El aborto es una tragedia representada en clave de comedia por un grupo de cínicos en el empeño de utilizar y confundir todo en su favor.
El aborto como solución hunde sus raíces en la más rancia de las hipocresías, en el más lerdo de los prejuicios. Infamias de sociedades en las que los padres ponían su honra en los hímenes de sus hijas, mientras jaleaban el instinto “cazavirgos” de sus hijos.
Mujeres condenadas al ostracismo cuando no al exilio. Reprobadas en lo ético y criminalizadas en lo social. A las que no se les dejaba otro camino que el de abortar para no tener que soportar, no al hijo, sino a sus familias y vecinos. Sólo así podían borrar el estigma aún a riesgo de perecer o ser encarceladas.
A día de hoy el aborto se ha convertido en mercancía política, como todo o casi todo. Porque para él si tienen solución, legislar sobre lo legislado. De ahí esa premura en resucitar el debate, en incendiar la opinión y opinar encendidos. De hacer citas y citarse buscando la brillantez y eficacia que en otras tareas les falta.

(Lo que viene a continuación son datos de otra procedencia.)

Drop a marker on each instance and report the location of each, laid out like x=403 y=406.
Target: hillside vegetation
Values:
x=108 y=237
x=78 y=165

No es cuestión de derechos sino de responsabilidades, la de la madre que ha de tomar esa decisión en el legítimo uso de su libertad ejercida dentro de ese elemental principio. La historia sentimental de las madres las avala: por qué desconfiar de ellas.
Pronto le tocará turno a la eutanasia, porque después de atender a los que están por venir lo que mejor se les da es hacerlo con los que van de regreso.